Elle sait bien, elle, qu'elles ont une part de vérité.
Alors,
elle et tous les anciens comme elle, ne pénètrent pas dans les
ténèbres des profondeurs des cité-états. Parce que certains cris
résonnent toujours entre ces murs.
Alors
Éloïse ne s'enfonce pas dans les souterrains de Minsk. Elle reste
là où sont les vivants. Puis elle arrive à la deuxième arcade
principale et il y a Maria sur le ring. Maria la peau dorée et les
cheveux de lin, aussi ras que ceux d'Eloïse, le sourire facile.
Maria, qu'Éloïse connaît depuis l'époque de leur instruction.
L'époque où elles étaient les meilleures, loin devant tous les
autres.
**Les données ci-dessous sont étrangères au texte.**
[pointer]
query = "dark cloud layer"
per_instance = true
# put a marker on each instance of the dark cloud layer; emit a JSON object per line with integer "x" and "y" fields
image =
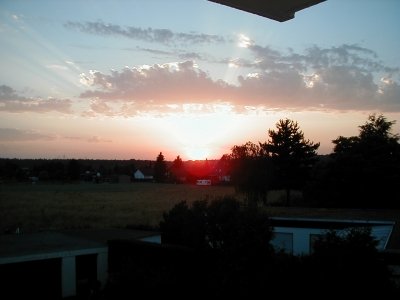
{"x": 348, "y": 77}
{"x": 17, "y": 135}
{"x": 153, "y": 35}
{"x": 10, "y": 101}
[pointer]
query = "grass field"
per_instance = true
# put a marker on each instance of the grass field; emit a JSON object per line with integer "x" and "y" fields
{"x": 88, "y": 205}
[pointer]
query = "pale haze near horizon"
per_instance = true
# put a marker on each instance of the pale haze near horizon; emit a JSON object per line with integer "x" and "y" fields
{"x": 130, "y": 79}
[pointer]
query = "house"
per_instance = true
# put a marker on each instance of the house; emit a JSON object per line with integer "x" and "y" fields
{"x": 143, "y": 175}
{"x": 56, "y": 265}
{"x": 296, "y": 235}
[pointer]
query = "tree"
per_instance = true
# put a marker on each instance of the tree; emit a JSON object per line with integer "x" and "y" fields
{"x": 250, "y": 171}
{"x": 160, "y": 168}
{"x": 365, "y": 169}
{"x": 292, "y": 155}
{"x": 177, "y": 170}
{"x": 222, "y": 225}
{"x": 350, "y": 261}
{"x": 74, "y": 170}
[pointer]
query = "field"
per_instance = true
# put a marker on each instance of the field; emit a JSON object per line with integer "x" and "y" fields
{"x": 137, "y": 205}
{"x": 88, "y": 205}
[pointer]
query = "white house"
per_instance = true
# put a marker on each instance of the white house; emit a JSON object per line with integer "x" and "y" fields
{"x": 139, "y": 175}
{"x": 296, "y": 235}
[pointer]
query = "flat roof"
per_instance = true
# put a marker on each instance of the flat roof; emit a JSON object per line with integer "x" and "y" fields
{"x": 45, "y": 245}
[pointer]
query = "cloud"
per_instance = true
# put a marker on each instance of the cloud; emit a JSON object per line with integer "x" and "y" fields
{"x": 91, "y": 139}
{"x": 17, "y": 135}
{"x": 347, "y": 77}
{"x": 10, "y": 101}
{"x": 152, "y": 35}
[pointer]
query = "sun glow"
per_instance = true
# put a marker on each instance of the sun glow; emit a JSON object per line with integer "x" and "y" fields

Mais quand même derrière Vania. On ne se battait pas contre
Vania. Il n'arpentait pas le Réseau, lui. Il vivait dans le Réseau
à chaque moment, demeurant là où Éloïse et tous les autres ne
faisait que de brèves incursions.
«
Je prends le gagnant » lance-t-elle aux deux combattants. Maria
prend le temps de lui sourire en allongeant encore un coup à son
adversaire. Bientôt celui-ci est à terre. La blonde se penche sur
les cordes du ring:
«
Alors Éloïse, tu viens enfin reconnaître ma supériorité?
-Je
viens te prouver la mienne! »
La
jeune femme enlève son uniforme. En boxer et brassière, pieds nus,
mains nues, elle monte au côté de son amie, qui se débarrasse de
ses gants. Ça a toujours été leur façon de s'affronter. Comme
suite à un accord tacite, dés qu'elles se retrouvent ensemble,
elles font tout à l'extrême. Parce qu'on mourra peut-être demain à
la guerre. Lorsqu'elles s'arrêtent enfin, ce n'est que par manque de
temps. L'arcade de Maria lui fait terriblement mal, et les côtes
d'Éloïse résonnent encore du dernier coup de la blonde, mais elles
ne sentaient rien avant d'arrêter. Le jeu était à leur hauteur,
pour une fois. Éloïse passe rapidement sous la douche, et bouche
grande ouverte, avale le flot à grandes goulées. Le corps tendu,
dressé, sous le jet d'eau qui la frappe alors qu'elle ressent encore
l'effort et la douleur, elle se sent bien. Mais lorsqu'elle ressort
et se rhabille, le poids de ce matin est de nouveau là. Et à
nouveau harnachée dans son uniforme, elle est redevenue le soldat
sombre du matin. Maria est encore assise sur le bord du ring.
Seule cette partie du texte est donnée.